2 January 2009: I'm a bit sick of American humour that isn't funny. Videos that are proclaimed to be the funniest thing someone's ever seen that leave me cold. Someone actually said in the pub the other day "I've had kids and I wanted a wee and I saw this and I actually did piss myself". I took a look, and .. I think you had to be there. So my answer is this, discovered during a Christmas YouTube pokearound. John Shuttleworth's "I can't go back to savoury now". Just awesome.
2 January 2009: Ever wondered? As someone who is outside the loop I sometimes see a pub chalkboard sign .. "live music from the Shitkickers" or whatever and I wonder whether that would be a great night or not. Well fear not fellow travellers for I have come to your rescue.
Ain't that curious?
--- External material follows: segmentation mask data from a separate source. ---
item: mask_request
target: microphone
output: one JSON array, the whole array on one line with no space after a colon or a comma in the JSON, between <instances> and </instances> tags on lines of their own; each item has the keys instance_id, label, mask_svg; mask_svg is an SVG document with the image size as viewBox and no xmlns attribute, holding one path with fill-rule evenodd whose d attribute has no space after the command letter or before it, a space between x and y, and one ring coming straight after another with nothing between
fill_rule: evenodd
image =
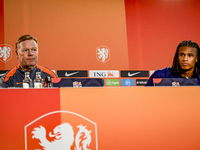
<instances>
[{"instance_id":1,"label":"microphone","mask_svg":"<svg viewBox=\"0 0 200 150\"><path fill-rule=\"evenodd\" d=\"M48 88L52 87L52 80L51 80L50 76L46 76L45 82L46 82Z\"/></svg>"}]
</instances>

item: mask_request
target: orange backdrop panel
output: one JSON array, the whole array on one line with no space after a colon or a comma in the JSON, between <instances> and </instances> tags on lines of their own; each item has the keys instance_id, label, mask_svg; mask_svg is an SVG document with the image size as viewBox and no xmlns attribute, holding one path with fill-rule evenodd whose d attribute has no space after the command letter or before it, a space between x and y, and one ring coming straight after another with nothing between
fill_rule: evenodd
<instances>
[{"instance_id":1,"label":"orange backdrop panel","mask_svg":"<svg viewBox=\"0 0 200 150\"><path fill-rule=\"evenodd\" d=\"M125 0L130 69L172 65L183 40L200 44L199 0Z\"/></svg>"},{"instance_id":2,"label":"orange backdrop panel","mask_svg":"<svg viewBox=\"0 0 200 150\"><path fill-rule=\"evenodd\" d=\"M61 88L61 110L97 124L99 149L200 149L199 90Z\"/></svg>"},{"instance_id":3,"label":"orange backdrop panel","mask_svg":"<svg viewBox=\"0 0 200 150\"><path fill-rule=\"evenodd\" d=\"M128 69L124 0L4 1L5 43L31 34L39 41L39 64L61 69ZM105 64L96 48L110 48ZM16 57L6 63L13 68Z\"/></svg>"},{"instance_id":4,"label":"orange backdrop panel","mask_svg":"<svg viewBox=\"0 0 200 150\"><path fill-rule=\"evenodd\" d=\"M4 44L13 58L16 40L31 34L39 41L39 64L53 70L155 70L172 65L183 40L200 43L199 0L18 0L1 2ZM3 44L3 43L2 43ZM110 48L105 64L98 46ZM159 62L159 63L158 63Z\"/></svg>"}]
</instances>

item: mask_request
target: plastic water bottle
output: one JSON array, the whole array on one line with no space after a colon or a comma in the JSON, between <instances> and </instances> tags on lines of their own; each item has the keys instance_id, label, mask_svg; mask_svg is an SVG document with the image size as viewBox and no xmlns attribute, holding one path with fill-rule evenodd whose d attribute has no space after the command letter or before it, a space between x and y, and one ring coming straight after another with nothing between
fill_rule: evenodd
<instances>
[{"instance_id":1,"label":"plastic water bottle","mask_svg":"<svg viewBox=\"0 0 200 150\"><path fill-rule=\"evenodd\" d=\"M23 88L31 88L33 86L32 79L30 78L30 73L25 72L25 78L23 80Z\"/></svg>"},{"instance_id":2,"label":"plastic water bottle","mask_svg":"<svg viewBox=\"0 0 200 150\"><path fill-rule=\"evenodd\" d=\"M41 78L41 72L36 72L36 78L34 80L35 88L43 88L43 79Z\"/></svg>"}]
</instances>

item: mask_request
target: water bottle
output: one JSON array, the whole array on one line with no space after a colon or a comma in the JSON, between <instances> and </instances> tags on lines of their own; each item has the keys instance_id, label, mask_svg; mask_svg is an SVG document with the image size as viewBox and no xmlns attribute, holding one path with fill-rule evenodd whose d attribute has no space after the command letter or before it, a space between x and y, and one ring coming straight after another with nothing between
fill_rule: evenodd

So let's see: Toby Jepson's a rocker who's been in the charts, Edwina Hayes is folk, Mermaids in the Basement are rock, Dave Dark is chillout, The Edger is a hiphop rapper, 3 Foot Ninja are punky rock, Approaching Clouds is vague noisery, Tony Morris is out there folk weirdness .. are you getting the idea? There's so much variety in here it's stunning, and so much talent too.
So there are all sorts of games we can play with this stuff but I want to find a sponsor for 2009, you'd get links to your website, a message in the weekly giglists and all that. I plan to auction sponsorship, so you might get it for £1, you never know. If you want to be notified when I do that, let me know, I may not mention it again here.
So if you want this sort of thing as a fanbase-ranked giglisting every week so you can easily pick the hottest events, either join this Facebook group or this mySpace one. Tadaaaaaahhhh.
Want my new years resolution suggestion? Rediscover local bands, local talent and local music. Resolve today to go and see a band a month.